Titel: Das Kobaltvorkommen im Westerwalde.
Autor: Anonymus
Fundstelle: 1895, Band 306/Miszelle 3 (S. 286–287)
URL: http://dingler.culture.hu-berlin.de/article/pj306/mi306mi12_3

Das Kobaltvorkommen im Westerwalde.

Die berg- und hüttenmännische Wochenschrift Glück auf bringt in Nr. 40 einen Artikel, nach welchem das Kobaltvorkommen im Westerwalde ein sehr reiches ist.

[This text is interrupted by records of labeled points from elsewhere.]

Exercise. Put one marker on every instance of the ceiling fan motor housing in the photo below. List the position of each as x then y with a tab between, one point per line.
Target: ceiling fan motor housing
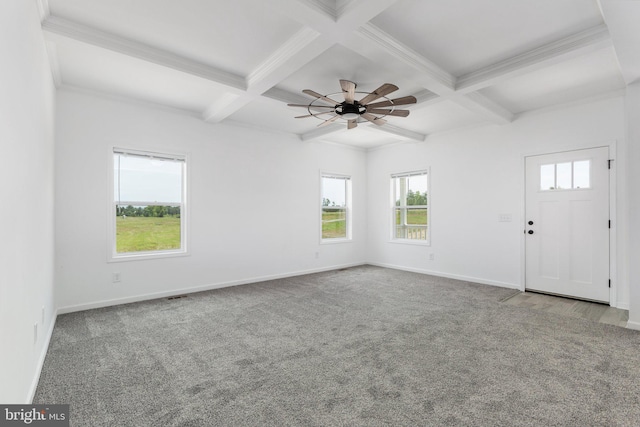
350	111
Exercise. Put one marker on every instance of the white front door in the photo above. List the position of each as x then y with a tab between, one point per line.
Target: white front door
567	224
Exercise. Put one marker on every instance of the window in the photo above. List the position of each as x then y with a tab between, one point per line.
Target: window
566	175
336	207
148	204
410	201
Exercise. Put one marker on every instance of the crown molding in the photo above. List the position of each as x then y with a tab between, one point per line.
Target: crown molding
73	30
569	47
441	80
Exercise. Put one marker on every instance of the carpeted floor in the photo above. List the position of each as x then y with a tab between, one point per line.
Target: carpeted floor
364	346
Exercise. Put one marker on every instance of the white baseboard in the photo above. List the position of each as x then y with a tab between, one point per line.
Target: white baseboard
622	306
190	290
449	276
43	354
633	325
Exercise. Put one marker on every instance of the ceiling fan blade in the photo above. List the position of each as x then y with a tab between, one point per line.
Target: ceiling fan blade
348	90
319	96
398	101
313	107
383	90
373	119
313	115
382	111
331	120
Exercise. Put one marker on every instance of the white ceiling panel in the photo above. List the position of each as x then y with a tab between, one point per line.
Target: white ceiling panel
89	67
467	61
438	117
324	72
465	35
235	36
568	81
364	136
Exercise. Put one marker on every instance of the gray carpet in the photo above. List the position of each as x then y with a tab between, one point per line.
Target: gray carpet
362	346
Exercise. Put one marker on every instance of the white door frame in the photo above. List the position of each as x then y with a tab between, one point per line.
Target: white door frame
613	265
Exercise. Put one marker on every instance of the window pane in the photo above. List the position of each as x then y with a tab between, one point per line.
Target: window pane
563	175
334	207
334	223
334	192
417	190
410	223
148	199
146	179
147	228
581	174
547	177
416	216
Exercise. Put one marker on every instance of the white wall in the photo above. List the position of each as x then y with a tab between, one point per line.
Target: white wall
477	174
26	221
254	202
632	240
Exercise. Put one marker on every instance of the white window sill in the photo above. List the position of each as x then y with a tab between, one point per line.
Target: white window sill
142	256
411	242
335	241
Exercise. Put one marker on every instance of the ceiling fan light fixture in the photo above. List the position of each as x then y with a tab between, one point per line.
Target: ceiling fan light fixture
350	116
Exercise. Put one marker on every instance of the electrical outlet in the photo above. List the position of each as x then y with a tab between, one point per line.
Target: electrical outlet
504	218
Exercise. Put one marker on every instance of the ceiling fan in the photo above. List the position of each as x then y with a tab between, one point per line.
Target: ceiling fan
351	109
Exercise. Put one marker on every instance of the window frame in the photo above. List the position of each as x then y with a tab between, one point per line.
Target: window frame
348	208
393	207
113	255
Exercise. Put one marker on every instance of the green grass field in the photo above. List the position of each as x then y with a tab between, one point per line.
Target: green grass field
414	217
334	225
136	234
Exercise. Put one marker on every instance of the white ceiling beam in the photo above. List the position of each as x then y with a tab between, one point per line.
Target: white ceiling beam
581	43
621	18
382	48
43	9
52	54
73	30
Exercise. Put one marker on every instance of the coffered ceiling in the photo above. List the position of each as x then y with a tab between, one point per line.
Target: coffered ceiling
467	62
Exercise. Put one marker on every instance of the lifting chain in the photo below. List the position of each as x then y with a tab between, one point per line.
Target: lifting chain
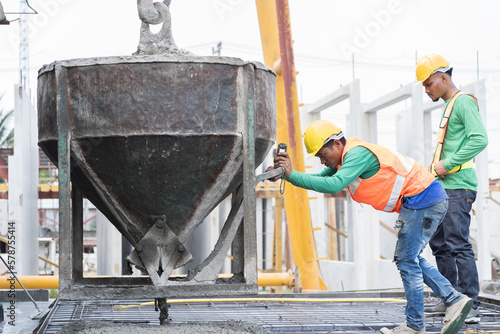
148	13
162	42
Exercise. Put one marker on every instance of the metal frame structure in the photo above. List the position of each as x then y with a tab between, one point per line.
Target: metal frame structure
74	286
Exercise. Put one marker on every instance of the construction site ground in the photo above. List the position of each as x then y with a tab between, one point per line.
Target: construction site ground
351	312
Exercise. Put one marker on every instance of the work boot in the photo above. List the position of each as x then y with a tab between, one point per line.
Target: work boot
438	309
455	315
473	317
402	329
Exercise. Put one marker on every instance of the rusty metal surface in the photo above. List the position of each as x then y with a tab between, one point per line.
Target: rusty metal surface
157	135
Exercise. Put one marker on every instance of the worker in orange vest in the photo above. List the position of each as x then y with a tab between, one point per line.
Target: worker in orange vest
390	182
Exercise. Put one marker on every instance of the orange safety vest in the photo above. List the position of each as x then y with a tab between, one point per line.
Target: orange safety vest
398	176
443	125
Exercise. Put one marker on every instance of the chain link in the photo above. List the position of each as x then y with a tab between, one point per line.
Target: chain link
148	13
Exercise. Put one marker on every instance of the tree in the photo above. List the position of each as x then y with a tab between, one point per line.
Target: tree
6	133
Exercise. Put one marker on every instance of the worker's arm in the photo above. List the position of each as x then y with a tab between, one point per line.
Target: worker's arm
358	162
467	132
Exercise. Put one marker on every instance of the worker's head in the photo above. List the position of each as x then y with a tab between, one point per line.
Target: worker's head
326	141
434	72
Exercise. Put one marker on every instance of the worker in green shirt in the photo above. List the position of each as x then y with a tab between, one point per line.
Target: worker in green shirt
461	137
390	182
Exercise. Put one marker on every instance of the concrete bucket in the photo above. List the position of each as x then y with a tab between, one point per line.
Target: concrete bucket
156	140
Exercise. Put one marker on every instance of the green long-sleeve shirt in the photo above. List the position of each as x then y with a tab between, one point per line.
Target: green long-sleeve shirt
358	162
465	138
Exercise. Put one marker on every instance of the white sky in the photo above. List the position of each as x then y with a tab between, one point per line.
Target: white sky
386	36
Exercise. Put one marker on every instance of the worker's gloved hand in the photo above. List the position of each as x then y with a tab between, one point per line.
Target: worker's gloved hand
283	160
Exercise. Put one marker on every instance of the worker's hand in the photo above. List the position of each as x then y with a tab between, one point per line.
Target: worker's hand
283	160
274	179
440	170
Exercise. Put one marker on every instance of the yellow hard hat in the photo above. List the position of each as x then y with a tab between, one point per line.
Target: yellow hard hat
428	64
318	133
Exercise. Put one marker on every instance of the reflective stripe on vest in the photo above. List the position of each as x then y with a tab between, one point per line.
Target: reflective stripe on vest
396	190
443	125
398	176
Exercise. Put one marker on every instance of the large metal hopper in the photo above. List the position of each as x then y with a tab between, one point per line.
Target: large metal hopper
158	140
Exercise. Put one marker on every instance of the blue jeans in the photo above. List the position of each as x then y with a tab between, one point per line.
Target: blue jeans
415	228
450	245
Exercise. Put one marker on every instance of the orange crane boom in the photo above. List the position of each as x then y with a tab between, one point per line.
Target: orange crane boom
274	22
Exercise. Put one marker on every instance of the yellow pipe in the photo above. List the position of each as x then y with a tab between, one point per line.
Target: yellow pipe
40	257
289	300
30	282
52	282
288	131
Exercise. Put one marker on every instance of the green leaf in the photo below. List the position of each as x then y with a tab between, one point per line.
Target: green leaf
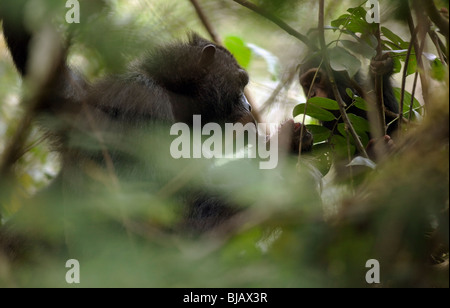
359	124
361	48
362	135
319	132
407	100
324	103
342	60
394	38
438	70
314	112
361	161
358	12
273	63
360	103
339	145
239	50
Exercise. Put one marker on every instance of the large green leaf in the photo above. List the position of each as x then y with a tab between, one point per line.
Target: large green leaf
394	38
360	47
239	50
324	103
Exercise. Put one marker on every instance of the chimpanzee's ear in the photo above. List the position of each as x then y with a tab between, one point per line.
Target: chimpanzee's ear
208	55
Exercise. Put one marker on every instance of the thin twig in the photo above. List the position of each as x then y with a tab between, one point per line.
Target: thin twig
277	21
405	74
379	87
205	21
411	106
417	48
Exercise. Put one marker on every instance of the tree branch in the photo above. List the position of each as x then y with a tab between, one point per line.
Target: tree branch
330	74
216	39
276	21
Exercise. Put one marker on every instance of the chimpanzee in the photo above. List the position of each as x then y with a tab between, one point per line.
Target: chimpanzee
322	87
92	124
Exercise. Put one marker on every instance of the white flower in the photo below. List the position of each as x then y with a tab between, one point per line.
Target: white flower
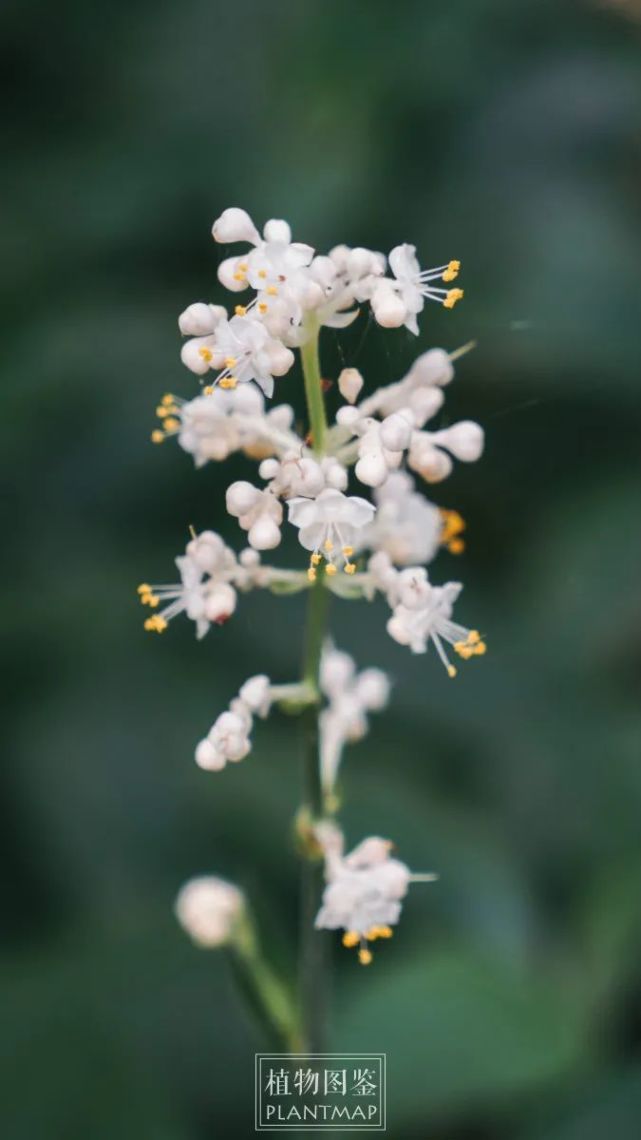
205	593
398	302
327	527
225	421
300	474
422	612
364	890
406	526
258	512
428	450
350	697
208	909
229	737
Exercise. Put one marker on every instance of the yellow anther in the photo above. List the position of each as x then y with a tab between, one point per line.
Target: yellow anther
155	624
453	296
452	271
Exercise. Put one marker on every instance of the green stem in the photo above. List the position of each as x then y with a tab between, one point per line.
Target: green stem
314	949
314	387
265	994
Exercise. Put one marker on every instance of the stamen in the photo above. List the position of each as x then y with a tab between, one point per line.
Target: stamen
350	938
452	271
453	296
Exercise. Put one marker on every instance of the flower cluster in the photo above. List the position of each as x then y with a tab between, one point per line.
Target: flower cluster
364	890
349	491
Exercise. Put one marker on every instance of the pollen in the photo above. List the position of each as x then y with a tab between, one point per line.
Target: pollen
350	938
453	296
452	271
453	526
155	624
472	646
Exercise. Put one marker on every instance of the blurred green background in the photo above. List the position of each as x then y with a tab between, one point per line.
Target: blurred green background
501	132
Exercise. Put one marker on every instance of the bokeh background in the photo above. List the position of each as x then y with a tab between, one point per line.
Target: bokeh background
508	135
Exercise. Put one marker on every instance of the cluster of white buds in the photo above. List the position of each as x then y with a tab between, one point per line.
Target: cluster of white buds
364	890
209	909
357	546
350	697
228	739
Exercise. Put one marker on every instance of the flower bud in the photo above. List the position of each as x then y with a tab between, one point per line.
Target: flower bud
389	309
396	431
265	534
200	319
464	439
276	230
241	497
208	908
350	382
372	470
234	225
209	757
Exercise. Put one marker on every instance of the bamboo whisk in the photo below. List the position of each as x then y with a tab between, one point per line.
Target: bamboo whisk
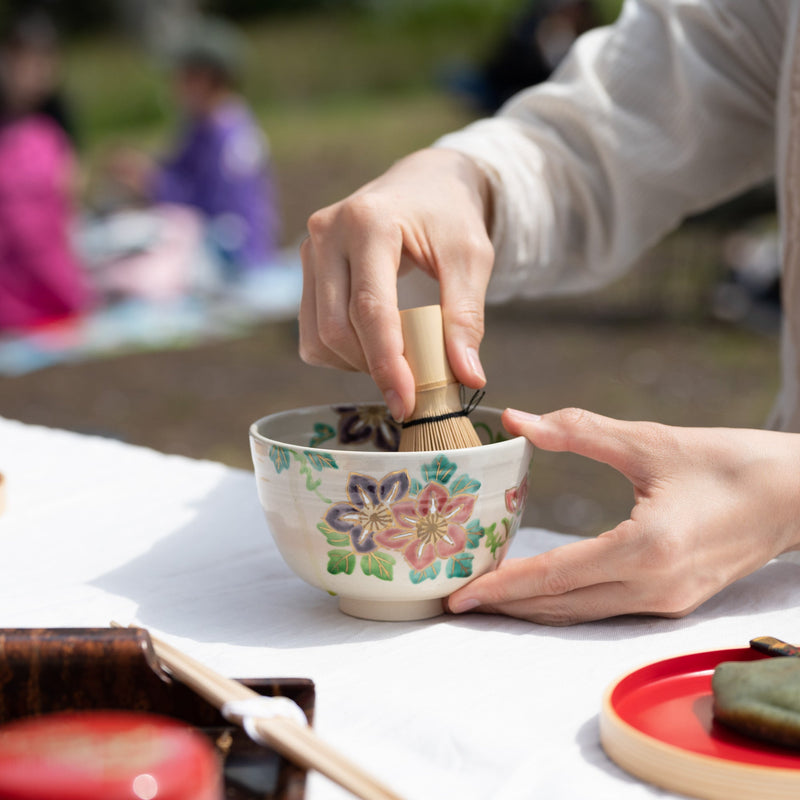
439	421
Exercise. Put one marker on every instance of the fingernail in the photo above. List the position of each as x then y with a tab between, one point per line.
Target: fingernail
475	363
522	416
460	606
395	405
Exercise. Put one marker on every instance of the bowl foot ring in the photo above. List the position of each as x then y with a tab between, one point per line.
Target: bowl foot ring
391	610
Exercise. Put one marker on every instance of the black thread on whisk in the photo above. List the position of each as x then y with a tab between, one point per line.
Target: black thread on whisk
466	409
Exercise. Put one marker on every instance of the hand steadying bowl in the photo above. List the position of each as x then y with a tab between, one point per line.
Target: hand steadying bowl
389	533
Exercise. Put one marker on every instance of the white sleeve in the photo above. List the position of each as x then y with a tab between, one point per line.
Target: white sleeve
663	114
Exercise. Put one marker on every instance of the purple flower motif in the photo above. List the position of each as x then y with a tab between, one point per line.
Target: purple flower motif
361	423
369	510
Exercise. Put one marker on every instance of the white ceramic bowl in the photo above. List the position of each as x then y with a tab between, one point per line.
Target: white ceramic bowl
389	533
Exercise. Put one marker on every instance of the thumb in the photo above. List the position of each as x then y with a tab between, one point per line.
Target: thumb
625	446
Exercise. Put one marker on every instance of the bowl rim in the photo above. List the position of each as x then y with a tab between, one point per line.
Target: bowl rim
513	441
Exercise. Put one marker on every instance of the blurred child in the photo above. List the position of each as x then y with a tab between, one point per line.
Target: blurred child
219	165
40	279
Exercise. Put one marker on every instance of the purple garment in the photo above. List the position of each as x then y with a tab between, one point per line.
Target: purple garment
221	168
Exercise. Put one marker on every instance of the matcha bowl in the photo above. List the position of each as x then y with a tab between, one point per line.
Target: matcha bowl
390	534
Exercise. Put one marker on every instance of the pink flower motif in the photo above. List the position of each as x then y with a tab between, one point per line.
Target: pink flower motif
429	526
516	497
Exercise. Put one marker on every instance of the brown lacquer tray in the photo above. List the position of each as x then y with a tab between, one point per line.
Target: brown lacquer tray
77	669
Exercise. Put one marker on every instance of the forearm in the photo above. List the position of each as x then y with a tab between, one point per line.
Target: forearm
634	133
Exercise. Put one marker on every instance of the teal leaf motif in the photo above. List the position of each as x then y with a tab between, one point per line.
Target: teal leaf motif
321	461
460	565
417	576
474	534
463	484
341	561
280	457
379	564
335	538
441	469
497	538
322	433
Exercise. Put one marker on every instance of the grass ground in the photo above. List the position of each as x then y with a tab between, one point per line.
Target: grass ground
341	99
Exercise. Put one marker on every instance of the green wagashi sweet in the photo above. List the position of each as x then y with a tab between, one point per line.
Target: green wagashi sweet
760	698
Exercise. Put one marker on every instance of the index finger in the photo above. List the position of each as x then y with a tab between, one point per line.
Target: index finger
374	314
564	569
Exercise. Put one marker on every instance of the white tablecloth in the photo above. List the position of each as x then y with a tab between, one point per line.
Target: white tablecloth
469	707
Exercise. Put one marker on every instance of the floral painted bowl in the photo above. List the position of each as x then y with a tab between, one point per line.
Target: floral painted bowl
389	533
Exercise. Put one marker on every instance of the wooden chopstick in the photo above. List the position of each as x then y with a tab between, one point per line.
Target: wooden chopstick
296	742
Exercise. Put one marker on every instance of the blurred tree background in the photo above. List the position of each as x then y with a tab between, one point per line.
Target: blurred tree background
343	88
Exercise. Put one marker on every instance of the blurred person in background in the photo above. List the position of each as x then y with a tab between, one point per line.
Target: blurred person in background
219	166
40	279
679	105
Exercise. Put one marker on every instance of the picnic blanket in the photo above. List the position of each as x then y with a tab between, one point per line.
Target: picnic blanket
136	324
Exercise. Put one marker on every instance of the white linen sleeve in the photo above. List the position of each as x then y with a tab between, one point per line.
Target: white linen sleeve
663	114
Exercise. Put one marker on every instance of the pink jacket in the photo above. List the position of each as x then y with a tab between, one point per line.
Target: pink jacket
40	279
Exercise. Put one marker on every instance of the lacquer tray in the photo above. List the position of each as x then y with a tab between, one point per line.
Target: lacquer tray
657	723
62	669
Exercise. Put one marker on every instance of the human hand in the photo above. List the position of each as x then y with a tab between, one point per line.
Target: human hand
711	506
430	210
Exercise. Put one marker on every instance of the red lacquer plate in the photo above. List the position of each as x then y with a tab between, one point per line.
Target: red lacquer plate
657	723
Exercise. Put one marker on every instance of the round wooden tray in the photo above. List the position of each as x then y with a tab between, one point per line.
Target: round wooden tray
657	723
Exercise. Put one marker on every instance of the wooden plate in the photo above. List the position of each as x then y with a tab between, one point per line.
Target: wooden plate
657	723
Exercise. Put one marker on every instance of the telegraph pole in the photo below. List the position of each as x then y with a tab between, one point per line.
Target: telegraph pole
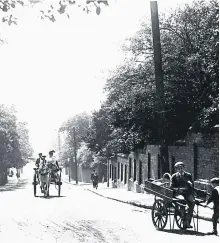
76	166
159	88
157	67
69	168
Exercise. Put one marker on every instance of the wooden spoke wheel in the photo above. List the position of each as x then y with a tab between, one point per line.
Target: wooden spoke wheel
159	214
180	216
35	184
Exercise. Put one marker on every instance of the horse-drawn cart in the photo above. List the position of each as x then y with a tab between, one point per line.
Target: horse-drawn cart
49	179
168	206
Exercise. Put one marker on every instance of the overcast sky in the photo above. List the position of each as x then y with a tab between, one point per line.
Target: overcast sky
51	71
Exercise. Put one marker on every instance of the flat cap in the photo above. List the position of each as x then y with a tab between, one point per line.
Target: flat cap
179	164
214	180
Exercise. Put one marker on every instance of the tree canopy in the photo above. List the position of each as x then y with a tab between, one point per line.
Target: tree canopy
15	149
128	119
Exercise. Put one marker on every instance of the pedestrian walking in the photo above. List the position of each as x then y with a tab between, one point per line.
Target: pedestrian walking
95	179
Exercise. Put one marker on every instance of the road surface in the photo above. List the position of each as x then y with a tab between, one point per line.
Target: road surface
79	216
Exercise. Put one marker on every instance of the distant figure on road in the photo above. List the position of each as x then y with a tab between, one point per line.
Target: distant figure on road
95	179
215	199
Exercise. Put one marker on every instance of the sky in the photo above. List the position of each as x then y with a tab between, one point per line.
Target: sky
52	71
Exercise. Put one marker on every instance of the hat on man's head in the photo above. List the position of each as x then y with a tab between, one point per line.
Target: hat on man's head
180	163
214	180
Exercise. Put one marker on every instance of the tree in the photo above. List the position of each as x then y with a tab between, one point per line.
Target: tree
25	148
15	149
81	124
189	39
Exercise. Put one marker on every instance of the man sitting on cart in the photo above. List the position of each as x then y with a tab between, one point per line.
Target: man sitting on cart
53	165
182	184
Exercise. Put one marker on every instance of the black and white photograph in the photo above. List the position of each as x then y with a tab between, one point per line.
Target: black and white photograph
109	121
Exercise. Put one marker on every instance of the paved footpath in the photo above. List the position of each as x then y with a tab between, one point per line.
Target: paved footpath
144	200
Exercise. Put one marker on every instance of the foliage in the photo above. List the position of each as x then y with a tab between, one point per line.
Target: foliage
81	124
15	149
130	117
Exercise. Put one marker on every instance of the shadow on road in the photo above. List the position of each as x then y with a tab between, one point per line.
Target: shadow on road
82	230
50	197
184	232
21	184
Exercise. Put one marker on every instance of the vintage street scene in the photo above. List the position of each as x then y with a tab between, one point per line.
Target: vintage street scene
109	121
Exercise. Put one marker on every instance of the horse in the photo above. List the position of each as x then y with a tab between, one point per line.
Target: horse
44	178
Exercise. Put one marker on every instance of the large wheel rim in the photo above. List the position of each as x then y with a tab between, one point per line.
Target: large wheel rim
180	216
159	214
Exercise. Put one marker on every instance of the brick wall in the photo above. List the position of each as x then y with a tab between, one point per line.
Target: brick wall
199	153
208	163
154	151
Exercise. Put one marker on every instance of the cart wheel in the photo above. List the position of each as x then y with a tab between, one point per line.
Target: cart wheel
35	185
159	214
180	216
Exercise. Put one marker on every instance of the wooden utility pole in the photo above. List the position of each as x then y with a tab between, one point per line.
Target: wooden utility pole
107	172
158	67
69	168
75	155
163	158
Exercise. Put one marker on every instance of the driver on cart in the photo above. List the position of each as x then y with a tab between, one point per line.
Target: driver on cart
53	165
182	184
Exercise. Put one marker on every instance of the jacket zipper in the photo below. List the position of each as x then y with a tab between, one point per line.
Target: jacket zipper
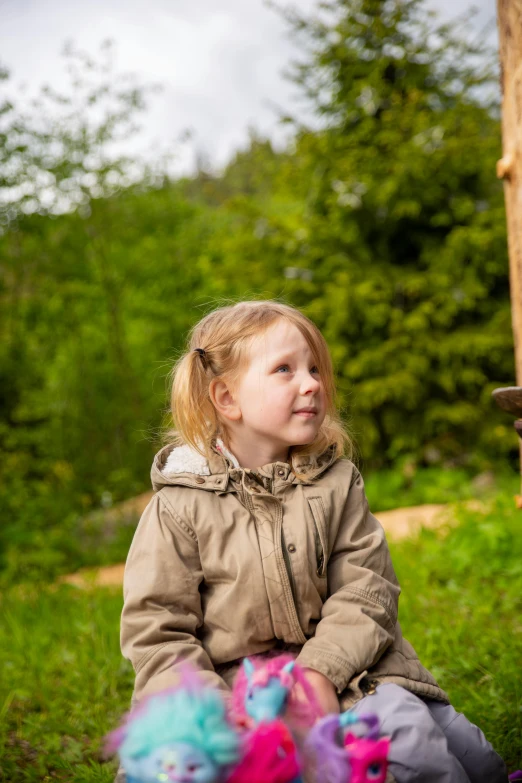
286	558
319	547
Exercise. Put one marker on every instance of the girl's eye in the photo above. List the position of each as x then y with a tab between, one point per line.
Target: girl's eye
374	770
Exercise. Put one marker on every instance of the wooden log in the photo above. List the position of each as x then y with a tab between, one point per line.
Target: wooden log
509	167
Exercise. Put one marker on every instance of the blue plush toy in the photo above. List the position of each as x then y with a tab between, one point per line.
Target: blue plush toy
180	735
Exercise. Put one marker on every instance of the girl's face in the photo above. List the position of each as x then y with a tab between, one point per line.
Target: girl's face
280	395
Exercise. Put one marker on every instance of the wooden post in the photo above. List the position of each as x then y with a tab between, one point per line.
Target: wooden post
509	167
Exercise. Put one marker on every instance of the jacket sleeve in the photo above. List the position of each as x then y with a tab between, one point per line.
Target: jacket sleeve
359	615
162	607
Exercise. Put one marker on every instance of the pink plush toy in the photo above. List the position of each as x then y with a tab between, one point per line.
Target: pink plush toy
269	756
268	687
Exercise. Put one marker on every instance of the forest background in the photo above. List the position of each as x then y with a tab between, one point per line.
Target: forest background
384	222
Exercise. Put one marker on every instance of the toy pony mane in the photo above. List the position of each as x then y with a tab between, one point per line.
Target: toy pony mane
324	748
302	712
269	757
186	713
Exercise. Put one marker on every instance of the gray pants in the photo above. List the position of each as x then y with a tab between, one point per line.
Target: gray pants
431	742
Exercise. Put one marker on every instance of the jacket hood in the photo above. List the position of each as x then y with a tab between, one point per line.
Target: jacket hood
175	464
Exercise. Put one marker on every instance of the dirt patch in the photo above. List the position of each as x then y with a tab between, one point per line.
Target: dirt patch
407	522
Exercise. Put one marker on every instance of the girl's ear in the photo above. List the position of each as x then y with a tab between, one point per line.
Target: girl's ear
223	400
248	667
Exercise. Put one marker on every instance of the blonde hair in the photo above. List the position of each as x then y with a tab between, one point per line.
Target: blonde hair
226	335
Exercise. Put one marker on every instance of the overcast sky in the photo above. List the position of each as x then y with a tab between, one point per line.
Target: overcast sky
219	61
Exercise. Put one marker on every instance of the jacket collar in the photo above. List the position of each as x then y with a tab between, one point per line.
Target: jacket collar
184	465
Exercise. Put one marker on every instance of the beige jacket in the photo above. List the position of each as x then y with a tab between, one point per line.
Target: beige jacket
228	562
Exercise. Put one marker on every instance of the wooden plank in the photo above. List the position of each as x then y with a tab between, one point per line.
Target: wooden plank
509	167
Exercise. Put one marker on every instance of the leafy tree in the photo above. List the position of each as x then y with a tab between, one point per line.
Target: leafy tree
404	227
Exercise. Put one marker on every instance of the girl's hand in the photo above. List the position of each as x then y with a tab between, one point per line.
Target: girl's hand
324	690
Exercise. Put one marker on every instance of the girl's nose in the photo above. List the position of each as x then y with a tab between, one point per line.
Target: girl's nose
309	384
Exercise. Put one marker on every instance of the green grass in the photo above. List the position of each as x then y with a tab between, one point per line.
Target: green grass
408	485
461	608
64	682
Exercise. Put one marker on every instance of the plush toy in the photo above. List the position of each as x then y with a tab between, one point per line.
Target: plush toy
180	735
266	688
269	756
348	758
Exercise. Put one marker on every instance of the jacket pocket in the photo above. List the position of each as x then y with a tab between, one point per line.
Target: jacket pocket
321	549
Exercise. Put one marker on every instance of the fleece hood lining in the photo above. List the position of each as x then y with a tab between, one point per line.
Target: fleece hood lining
185	459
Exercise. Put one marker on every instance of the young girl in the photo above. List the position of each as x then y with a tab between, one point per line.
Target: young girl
259	537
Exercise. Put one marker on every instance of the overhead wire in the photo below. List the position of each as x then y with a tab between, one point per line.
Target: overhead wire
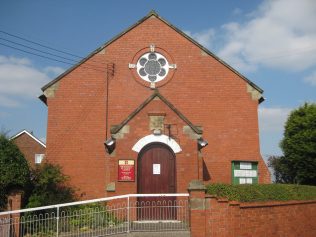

Das Vorkommen von Kobalterzen beschränkte sich bisher auf Skandinavien, Sachsen und Neucaledonien, und die Weltproduction ist gering. Um so erfreulicher ist das neu entdeckte massenhafte Vorkommen im Westerwalde, welches sich als ein ausgedehntes Lager von Kobaltmanganerz (schwarzer Erdkobalt) erwiesen hat. Im J. 1887 wurde der reiche Kobaltgehalt der beim Dorfe Roth, Bergrevier Dillenburg, vorkommenden Manganerze bekannt. Im Erdkobalt sind 25 bis 30 Proc. Mangan, 4 Proc. Kobalt und 1 Proc. Nickel enthalten, während in festeren Stücken bis 20 Proc. Kobaltoxydul enthalten sind. Der Durchschnittsgehalt kann zu 4 Proc. Kobaltmetall angenommen werden. Die Mächtigkeit ist 9 bis 18 m.

Der Ursprung ist ein vulkanischer und hängt mit den Basalteruptionen dortiger Gegend zusammen. Beweis dafür ist der Umstand, dass man unter dem eigentlichen Lager 10 bis 12 Gänge von 10 bis 30 cm Mächtigkeit fand, welche |287| mit einer, dem Mangan-Kobaltlager entsprechenden Masse ausgefüllt waren, also diejenigen Spalten vorstellen, aus denen die Erzmassen hervorgebrochen sind. Der Werth des Erzes richtet sich nach dem Gehalte an Kobalterzen mit 3 Proc. Kobalt, die für 100 k mit etwa 15 M. zu bewerthen sind.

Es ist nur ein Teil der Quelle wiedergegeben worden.